Retrak Patron Lemn Sissay Sends Message of Hope
Lemn Sissay, poet and Patron of Retrak, has taken his one off-production, The Report, to the Royal Court in London. The brave two hour, one-off production opened last week and was a reading of and his reaction to his psychologist’s report about the abuse he suffered over 18 years as a child in the care system. Directed by John McGrath, The Report also featured Julie Hesmondhalgh who played Sissay’s psychologist and created not just for Sissay, but for all the victims of the care system who don’t have a public voice.
“This production has given me a voice to articulate what was always meant not to be articulated and should give hope to the millions of children in care and institutions all over the world. Children are the most valuable asset to our society and a child in care is no different and should be viewed as a solution and an opportunity for families and communities,” commented Sissay.
Lemn’s story is well known; born of an Ethiopian mother who had come to the UK as a refugee, he was taken from his mother and given to foster parents who later put him into the care of the local authority. There are many links in his story to the work of Retrak: his Ethiopian heritage; his separation from his mother and rejection by his foster parents; his difficult time in the care system and the feeling, like so many children on the street experience, that he was an inconvenience. And then the realisation of his enormous potential as a poet.

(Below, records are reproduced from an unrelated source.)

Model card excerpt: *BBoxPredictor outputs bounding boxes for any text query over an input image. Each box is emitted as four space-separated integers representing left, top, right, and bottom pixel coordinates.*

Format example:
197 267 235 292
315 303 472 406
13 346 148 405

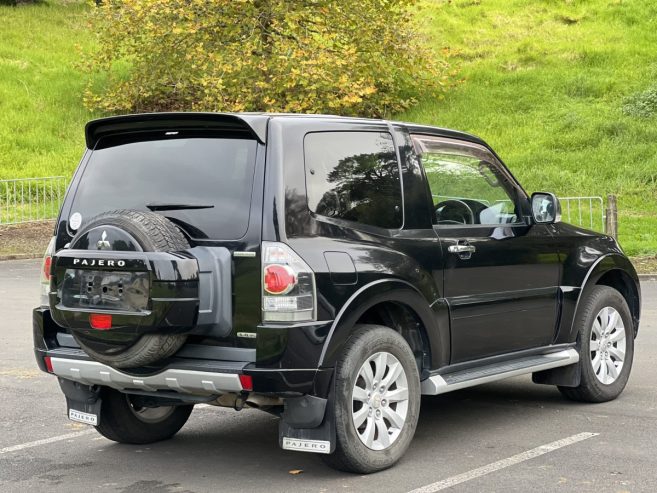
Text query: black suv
34 113 640 473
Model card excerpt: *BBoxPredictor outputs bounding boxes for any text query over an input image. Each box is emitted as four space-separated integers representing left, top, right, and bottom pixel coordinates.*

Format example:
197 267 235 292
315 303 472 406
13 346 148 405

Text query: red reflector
264 264 297 294
240 375 253 390
89 313 112 330
43 255 52 281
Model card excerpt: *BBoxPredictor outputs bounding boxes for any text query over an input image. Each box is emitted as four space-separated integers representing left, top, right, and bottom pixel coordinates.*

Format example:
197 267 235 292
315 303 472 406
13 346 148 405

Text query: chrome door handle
447 245 477 253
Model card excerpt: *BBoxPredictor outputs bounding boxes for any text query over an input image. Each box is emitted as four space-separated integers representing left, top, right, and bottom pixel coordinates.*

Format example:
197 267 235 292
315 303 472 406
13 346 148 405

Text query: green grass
0 2 93 179
0 0 657 255
401 0 657 255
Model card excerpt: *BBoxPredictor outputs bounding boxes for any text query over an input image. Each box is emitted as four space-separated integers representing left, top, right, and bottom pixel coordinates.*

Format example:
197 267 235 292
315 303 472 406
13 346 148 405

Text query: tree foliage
85 0 450 116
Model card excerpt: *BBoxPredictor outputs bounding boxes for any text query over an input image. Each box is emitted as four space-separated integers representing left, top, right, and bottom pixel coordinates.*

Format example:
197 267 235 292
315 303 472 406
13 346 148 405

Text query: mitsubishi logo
96 231 110 250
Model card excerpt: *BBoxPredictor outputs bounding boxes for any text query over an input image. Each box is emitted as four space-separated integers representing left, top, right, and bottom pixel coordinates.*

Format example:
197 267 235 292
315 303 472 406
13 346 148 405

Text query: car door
413 135 559 364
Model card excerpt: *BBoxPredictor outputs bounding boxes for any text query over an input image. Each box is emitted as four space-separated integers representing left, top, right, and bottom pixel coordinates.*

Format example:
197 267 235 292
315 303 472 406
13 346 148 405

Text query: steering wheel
436 199 475 224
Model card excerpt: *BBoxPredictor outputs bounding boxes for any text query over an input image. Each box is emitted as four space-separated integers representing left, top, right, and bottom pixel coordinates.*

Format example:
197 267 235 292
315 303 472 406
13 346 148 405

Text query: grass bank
0 0 657 255
0 2 92 179
402 0 657 255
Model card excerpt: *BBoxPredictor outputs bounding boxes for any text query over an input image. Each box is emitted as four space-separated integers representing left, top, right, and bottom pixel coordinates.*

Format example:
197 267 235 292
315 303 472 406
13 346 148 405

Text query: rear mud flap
278 392 335 454
59 378 102 426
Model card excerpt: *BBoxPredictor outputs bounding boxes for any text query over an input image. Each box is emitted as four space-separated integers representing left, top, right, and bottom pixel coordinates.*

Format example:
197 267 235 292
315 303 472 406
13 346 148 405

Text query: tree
85 0 449 116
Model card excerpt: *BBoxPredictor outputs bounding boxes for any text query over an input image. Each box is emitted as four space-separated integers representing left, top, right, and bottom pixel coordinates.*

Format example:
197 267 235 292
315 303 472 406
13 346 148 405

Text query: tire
558 286 635 402
71 210 190 368
322 325 420 474
96 389 194 444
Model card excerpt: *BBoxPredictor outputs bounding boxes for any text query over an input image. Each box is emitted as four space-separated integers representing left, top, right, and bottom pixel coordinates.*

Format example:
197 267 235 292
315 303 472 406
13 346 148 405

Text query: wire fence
559 197 607 233
0 176 68 224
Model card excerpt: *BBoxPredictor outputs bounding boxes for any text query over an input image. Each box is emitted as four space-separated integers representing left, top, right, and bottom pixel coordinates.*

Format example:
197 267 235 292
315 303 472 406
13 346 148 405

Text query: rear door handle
447 245 477 253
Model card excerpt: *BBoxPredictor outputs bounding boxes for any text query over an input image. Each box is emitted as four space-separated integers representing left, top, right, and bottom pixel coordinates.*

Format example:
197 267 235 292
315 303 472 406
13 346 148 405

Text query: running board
422 349 579 395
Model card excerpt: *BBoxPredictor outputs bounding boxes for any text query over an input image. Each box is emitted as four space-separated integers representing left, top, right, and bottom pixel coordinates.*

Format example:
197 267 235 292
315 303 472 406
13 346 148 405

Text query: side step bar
421 348 579 395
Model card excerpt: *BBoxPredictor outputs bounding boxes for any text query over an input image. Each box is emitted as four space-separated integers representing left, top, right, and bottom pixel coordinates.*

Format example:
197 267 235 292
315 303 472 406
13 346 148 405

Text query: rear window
304 132 402 229
71 137 257 240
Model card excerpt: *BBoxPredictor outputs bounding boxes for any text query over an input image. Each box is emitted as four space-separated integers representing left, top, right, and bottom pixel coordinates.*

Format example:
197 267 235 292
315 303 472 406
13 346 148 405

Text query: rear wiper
146 204 214 211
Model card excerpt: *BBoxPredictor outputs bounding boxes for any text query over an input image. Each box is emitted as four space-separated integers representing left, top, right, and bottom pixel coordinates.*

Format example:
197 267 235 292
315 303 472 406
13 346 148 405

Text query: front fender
319 279 450 368
556 247 641 343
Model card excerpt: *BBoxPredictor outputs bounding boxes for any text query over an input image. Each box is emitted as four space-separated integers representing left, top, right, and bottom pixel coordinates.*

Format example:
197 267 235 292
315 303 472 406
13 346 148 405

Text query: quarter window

Sissay added: “My work with Retrak helps to raise awareness of the work they are doing in providing a beginning-to-end approach for street children that have been exposed to a way of life that they should never have been part of. Retrak supports child victims to reintegrate them back into their families and full time education.”
Sir Peter Fahy commented: “Working with Lemn, we are tackling some of the most endemic challenges facing children in some of the poorest parts of the world. This production sends a strong message to all carers and children and helps to educate and change perception about how we view vulnerable children.”
Lemn Sissay’s’ The Report’ sends a strong message of hope for institutionalised children. We hear his story and the range of emotions he has had to deal with, how he has had to overcome potential resentment and anger and yet is so full of joy and laughter and optimism. As Lemn says: he wants to be characterised not by his scars but by his ability to heal. As patron of Retrak, this powerful example will be shared with young people whose emotional scars are in desperate need of healing.